Um mandato inédito
Em 2002, na versão 1.0, Romanée-Conti; em 2014, na 2.0, a suíte do Copa, com direito a mordomo
ELIO GASPARI - O Globo
Os
eleitores deram ao PT um mandato inédito na história nacional. Um mesmo
partido ficará no poder nacional por 16 anos sucessivos. A doutora
Dilma reelegeu-se num cenário de dificuldades econômicas e políticas
igualmente inéditas. Lula recebeu de Fernando Henrique Cardoso um país
onde se restabelecera o valor da moeda. Ela recebe dela mesma uma
economia travada. Tendo percebido o tamanho da encrenca, em setembro
anunciou a substituição do ministro Guido Mantega. Por quem, não disse.
Para quê, muito menos.
A dificuldade política será maior. As
petrorroubalheiras devolveram o PT ao pesadelo do mensalão. Em 2005 o
comissariado blindou-se e desde então fabrica teorias mistificadoras,
como a do caixa dois, ou propostas diversionistas como a da necessidade
de uma reforma política. Pode-se precisar de todas as reformas do mundo,
mas o que resolve mesmo é a remessa dos ladrões para a cadeia. O
Supremo Tribunal Federal deu esse passo, formando a bancada da Papuda.

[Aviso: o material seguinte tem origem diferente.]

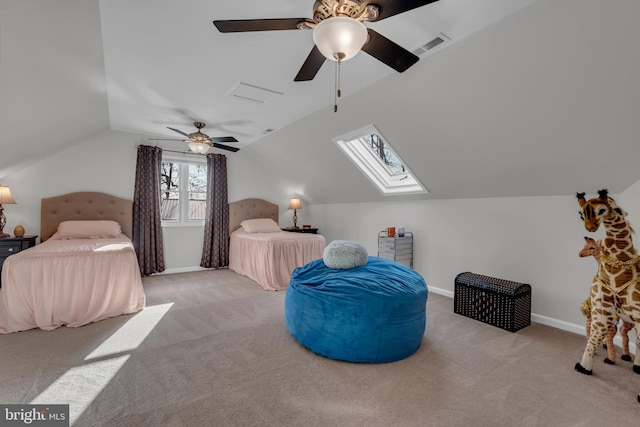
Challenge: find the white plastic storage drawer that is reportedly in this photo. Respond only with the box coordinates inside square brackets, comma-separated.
[378, 232, 413, 268]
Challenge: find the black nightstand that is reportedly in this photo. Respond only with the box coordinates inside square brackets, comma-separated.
[283, 227, 318, 234]
[0, 236, 38, 288]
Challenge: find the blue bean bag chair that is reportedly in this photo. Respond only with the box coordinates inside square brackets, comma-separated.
[284, 257, 428, 363]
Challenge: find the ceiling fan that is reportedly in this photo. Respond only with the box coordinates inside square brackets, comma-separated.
[154, 122, 240, 154]
[213, 0, 437, 81]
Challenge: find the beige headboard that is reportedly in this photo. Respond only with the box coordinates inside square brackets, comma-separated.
[229, 199, 279, 233]
[40, 191, 133, 242]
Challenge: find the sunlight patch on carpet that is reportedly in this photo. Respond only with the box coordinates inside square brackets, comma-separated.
[31, 303, 173, 425]
[84, 302, 173, 361]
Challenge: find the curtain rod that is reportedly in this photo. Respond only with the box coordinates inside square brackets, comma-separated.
[135, 144, 215, 157]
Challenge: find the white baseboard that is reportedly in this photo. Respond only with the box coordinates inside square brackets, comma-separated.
[153, 267, 209, 274]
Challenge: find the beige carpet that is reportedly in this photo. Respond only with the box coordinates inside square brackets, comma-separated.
[0, 270, 640, 427]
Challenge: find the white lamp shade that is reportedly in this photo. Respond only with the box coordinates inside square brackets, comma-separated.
[0, 185, 16, 205]
[289, 198, 302, 209]
[189, 142, 211, 154]
[313, 16, 367, 61]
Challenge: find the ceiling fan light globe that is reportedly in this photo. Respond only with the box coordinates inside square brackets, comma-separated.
[189, 142, 211, 154]
[313, 16, 367, 61]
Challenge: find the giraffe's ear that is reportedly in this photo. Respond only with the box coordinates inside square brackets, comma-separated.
[613, 206, 629, 216]
[598, 188, 609, 200]
[607, 197, 629, 216]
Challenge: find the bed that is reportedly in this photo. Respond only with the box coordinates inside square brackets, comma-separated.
[0, 192, 145, 333]
[229, 199, 326, 291]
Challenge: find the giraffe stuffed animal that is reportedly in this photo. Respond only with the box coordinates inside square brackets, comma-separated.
[578, 236, 634, 365]
[575, 190, 640, 375]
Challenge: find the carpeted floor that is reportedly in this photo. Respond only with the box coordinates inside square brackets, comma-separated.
[0, 270, 640, 427]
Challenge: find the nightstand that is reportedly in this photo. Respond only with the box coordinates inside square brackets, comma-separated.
[0, 236, 38, 288]
[282, 227, 318, 234]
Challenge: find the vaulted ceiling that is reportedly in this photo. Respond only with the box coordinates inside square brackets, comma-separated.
[0, 0, 640, 203]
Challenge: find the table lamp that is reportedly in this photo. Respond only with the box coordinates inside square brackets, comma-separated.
[289, 198, 302, 229]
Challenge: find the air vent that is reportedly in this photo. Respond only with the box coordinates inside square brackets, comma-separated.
[413, 33, 451, 56]
[227, 82, 282, 104]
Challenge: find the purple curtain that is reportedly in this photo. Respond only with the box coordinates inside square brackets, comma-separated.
[200, 154, 229, 268]
[132, 145, 164, 276]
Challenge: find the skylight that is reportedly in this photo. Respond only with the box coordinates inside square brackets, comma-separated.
[333, 125, 428, 196]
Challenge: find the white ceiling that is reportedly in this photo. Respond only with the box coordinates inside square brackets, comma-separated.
[0, 0, 640, 203]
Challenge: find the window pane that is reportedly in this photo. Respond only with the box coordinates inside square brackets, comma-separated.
[189, 165, 207, 197]
[187, 165, 207, 221]
[363, 133, 406, 175]
[160, 162, 180, 221]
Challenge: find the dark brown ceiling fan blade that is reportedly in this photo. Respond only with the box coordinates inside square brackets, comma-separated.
[362, 28, 420, 73]
[213, 18, 307, 33]
[213, 142, 240, 153]
[293, 45, 326, 82]
[211, 136, 238, 142]
[167, 126, 189, 138]
[369, 0, 438, 22]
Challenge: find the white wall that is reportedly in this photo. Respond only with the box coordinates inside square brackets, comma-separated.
[2, 131, 290, 272]
[311, 196, 616, 333]
[2, 131, 640, 344]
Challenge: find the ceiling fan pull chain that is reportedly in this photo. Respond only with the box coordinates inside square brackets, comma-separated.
[333, 52, 344, 113]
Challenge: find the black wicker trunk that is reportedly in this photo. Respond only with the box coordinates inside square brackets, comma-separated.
[453, 272, 531, 332]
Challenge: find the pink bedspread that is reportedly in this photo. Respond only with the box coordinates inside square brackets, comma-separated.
[229, 228, 326, 291]
[0, 235, 145, 333]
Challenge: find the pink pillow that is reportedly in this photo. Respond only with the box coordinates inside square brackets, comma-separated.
[51, 220, 122, 240]
[240, 218, 280, 233]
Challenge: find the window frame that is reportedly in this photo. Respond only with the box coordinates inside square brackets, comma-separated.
[158, 153, 208, 227]
[333, 125, 429, 196]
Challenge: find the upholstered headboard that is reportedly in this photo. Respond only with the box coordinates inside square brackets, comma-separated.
[229, 199, 279, 233]
[40, 191, 133, 242]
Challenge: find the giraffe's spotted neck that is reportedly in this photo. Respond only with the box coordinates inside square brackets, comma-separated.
[603, 213, 638, 261]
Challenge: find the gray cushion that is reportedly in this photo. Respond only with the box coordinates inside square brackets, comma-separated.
[322, 240, 369, 269]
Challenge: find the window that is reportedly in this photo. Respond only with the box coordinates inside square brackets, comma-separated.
[160, 158, 207, 225]
[334, 125, 428, 195]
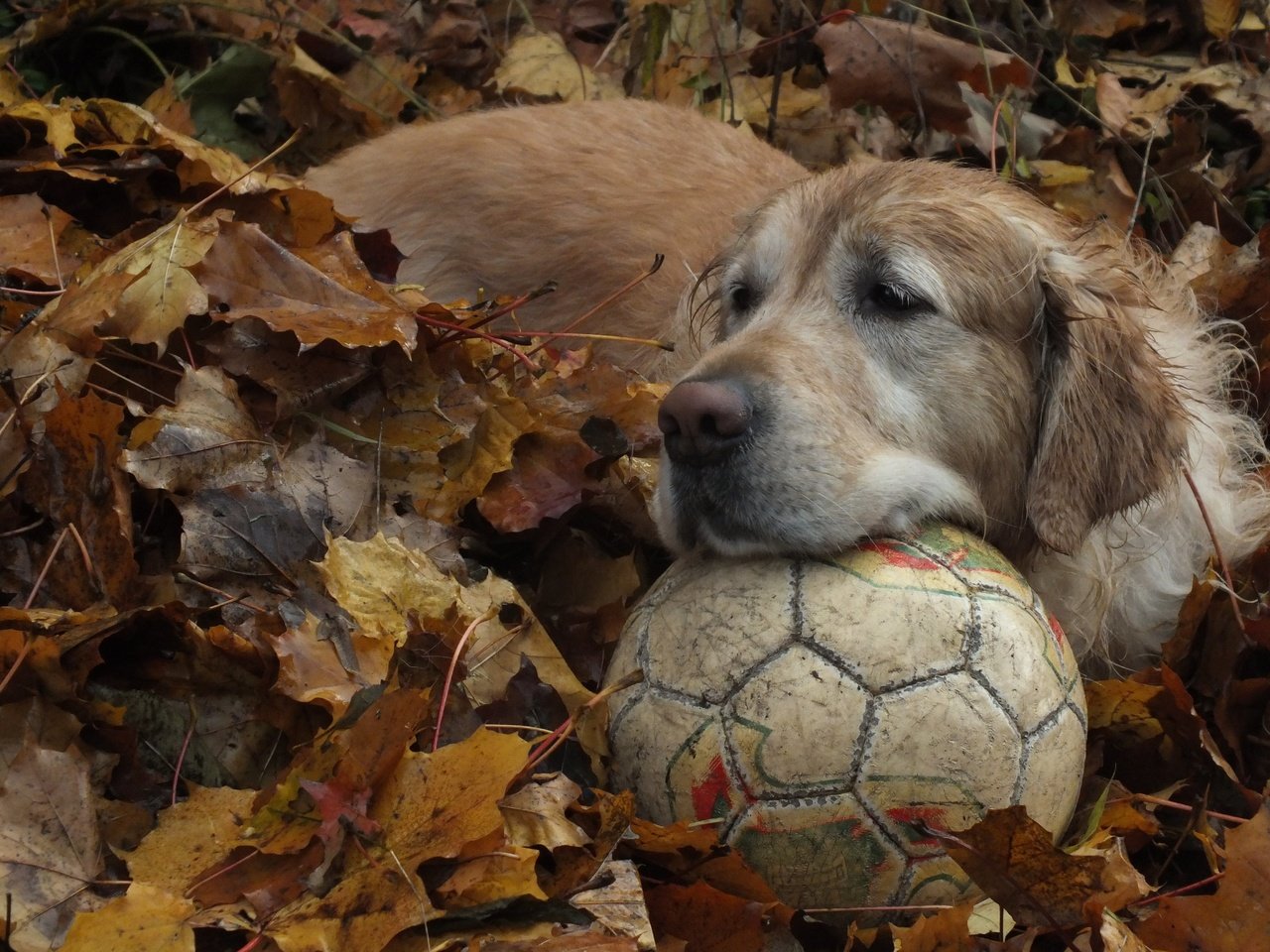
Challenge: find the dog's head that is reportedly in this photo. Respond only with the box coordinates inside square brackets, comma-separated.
[655, 163, 1187, 563]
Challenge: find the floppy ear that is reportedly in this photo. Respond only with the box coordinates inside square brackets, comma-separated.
[1028, 236, 1194, 554]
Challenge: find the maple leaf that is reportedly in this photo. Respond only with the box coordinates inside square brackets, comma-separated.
[1134, 806, 1270, 952]
[61, 884, 194, 952]
[940, 806, 1146, 928]
[0, 712, 103, 952]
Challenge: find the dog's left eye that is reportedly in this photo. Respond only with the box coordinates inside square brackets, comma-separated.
[865, 281, 925, 314]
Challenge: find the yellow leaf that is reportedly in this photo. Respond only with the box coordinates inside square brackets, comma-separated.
[1204, 0, 1239, 40]
[63, 883, 194, 952]
[494, 31, 622, 100]
[123, 785, 255, 894]
[721, 69, 826, 126]
[1029, 159, 1093, 187]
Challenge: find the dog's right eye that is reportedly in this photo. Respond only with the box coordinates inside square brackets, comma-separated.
[865, 281, 925, 316]
[727, 285, 754, 313]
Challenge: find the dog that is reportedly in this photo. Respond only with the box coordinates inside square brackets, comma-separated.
[308, 100, 1270, 667]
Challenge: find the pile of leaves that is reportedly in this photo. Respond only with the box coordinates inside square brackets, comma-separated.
[0, 0, 1270, 952]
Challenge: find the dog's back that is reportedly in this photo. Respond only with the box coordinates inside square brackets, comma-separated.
[309, 100, 807, 376]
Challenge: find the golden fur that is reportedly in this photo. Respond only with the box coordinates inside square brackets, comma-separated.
[309, 100, 1270, 663]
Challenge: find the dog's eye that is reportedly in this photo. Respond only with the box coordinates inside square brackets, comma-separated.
[727, 285, 754, 313]
[865, 281, 925, 314]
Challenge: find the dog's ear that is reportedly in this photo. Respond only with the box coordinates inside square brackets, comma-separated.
[1028, 235, 1194, 553]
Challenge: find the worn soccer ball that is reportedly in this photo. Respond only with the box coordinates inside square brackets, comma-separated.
[608, 526, 1087, 919]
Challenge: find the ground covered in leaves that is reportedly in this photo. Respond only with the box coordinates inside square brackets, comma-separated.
[0, 0, 1270, 952]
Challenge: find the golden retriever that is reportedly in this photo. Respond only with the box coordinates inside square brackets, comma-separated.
[309, 100, 1270, 663]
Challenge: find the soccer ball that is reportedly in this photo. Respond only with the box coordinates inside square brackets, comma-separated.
[608, 526, 1087, 919]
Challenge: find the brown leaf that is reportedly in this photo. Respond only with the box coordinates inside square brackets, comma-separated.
[943, 806, 1107, 928]
[476, 434, 599, 532]
[193, 222, 416, 350]
[1135, 806, 1270, 952]
[498, 774, 589, 849]
[645, 883, 767, 952]
[19, 394, 140, 608]
[816, 17, 1033, 132]
[0, 195, 80, 289]
[123, 367, 274, 494]
[0, 713, 103, 952]
[890, 905, 979, 952]
[318, 536, 590, 711]
[269, 609, 395, 720]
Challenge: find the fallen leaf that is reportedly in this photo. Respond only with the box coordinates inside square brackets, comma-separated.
[814, 17, 1033, 131]
[494, 31, 622, 100]
[63, 883, 194, 952]
[499, 774, 590, 849]
[123, 367, 268, 494]
[193, 222, 416, 350]
[123, 784, 255, 894]
[1135, 806, 1270, 952]
[0, 735, 103, 952]
[941, 806, 1115, 928]
[0, 195, 80, 289]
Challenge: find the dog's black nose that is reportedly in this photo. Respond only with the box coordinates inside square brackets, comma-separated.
[657, 380, 754, 466]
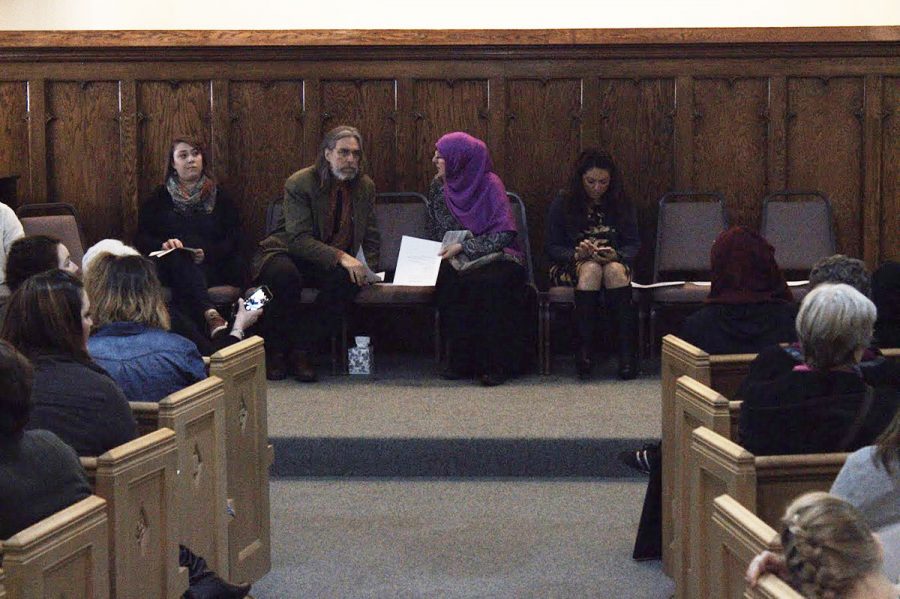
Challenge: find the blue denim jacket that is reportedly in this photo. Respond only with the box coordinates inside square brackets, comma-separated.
[88, 322, 206, 401]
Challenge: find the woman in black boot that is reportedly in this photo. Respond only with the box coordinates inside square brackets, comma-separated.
[546, 148, 641, 379]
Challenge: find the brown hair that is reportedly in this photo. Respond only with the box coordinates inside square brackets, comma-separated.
[166, 135, 212, 181]
[84, 253, 169, 330]
[0, 340, 34, 437]
[781, 493, 882, 599]
[0, 269, 90, 362]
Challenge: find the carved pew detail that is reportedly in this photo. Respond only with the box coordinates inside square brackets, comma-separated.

Foi a presença de Marcos Valério na prisão que levou o "amigo Paulinho" a
preferir a colaboração à omertà mafiosa.
Dilma teve uma atitude
dissonante em relação às condenações do mensalão. Protegeu-se sob o
manto do respeito constitucional às decisões do Judiciário. No debate da
TV Globo, quando Aécio Neves perguntou-lhe se achou "adequada" e pena
imposta ao comissário José Dirceu, tergiversou. Poderia ter seguido na
mesma linha: a decisão da Justiça não deve ser discutida. Emitiu um
péssimo sinal para quem sabe que as petrorroubalheiras tomarão conta da
agenda política por muito tempo.
Será muito difícil, e sobretudo
arriscado, tentar jogar o que vem por aí para baixo do tapete. Ou a
doutora parte para a faxina, cortando na carne, ou seu governo vai se
transformar num amestrador de pulgas, de crise em crise, de vazamento em
vazamento, até desembocar nas inevitáveis condenações.
O
comissariado acreditou na mágica e tolerou o contubérnio do PT com o PP
paranaense do deputado José Janene. A proteção dada aos mensaleiros
amparou o doutor e ele patrocinou a indicação do "amigo Paulinho" para
uma diretoria da Petrobras. Ligando-se ao operador Alberto Youssef,
herdeiro dos contatos de Janene depois que ele morreu, juntaram-se aos
petropetistas e a grandes empresas. O resultado está aí.
Em 2002,
depois do debate da TV Globo, Lula foi para um restaurante do Rio e
comemorou seu desempenho tomando de uma garrafa de vinho Romanée-Conti
que custava R$ 9.600. A conta ficou para Duda Mendonça, o marqueteiro da
ocasião. Quem achou a cena esquisita pareceu um elitista que não queria
dar a um ex-metalúrgico emergente o direito de tomar vinho caro. Duda
confessou que fazia suas mágicas com o ervanário do mensalão.
Passaram-se doze anos e os repórteres Cleo Guimarães e Marco Grillo
mostraram que, na semana passada, Lula esteve em São Gonçalo, onde disse
que "a elite brasileira não queria que pobre estudasse". Seguiu da
Baixada Fluminense para a avenida Atlântica e hospedou-se no Copacabana
Palace, subindo para a suíte 601, de 300 metros quadrados, com direito a
mordomo. Outros sete apartamentos estavam reservados para sua comitiva.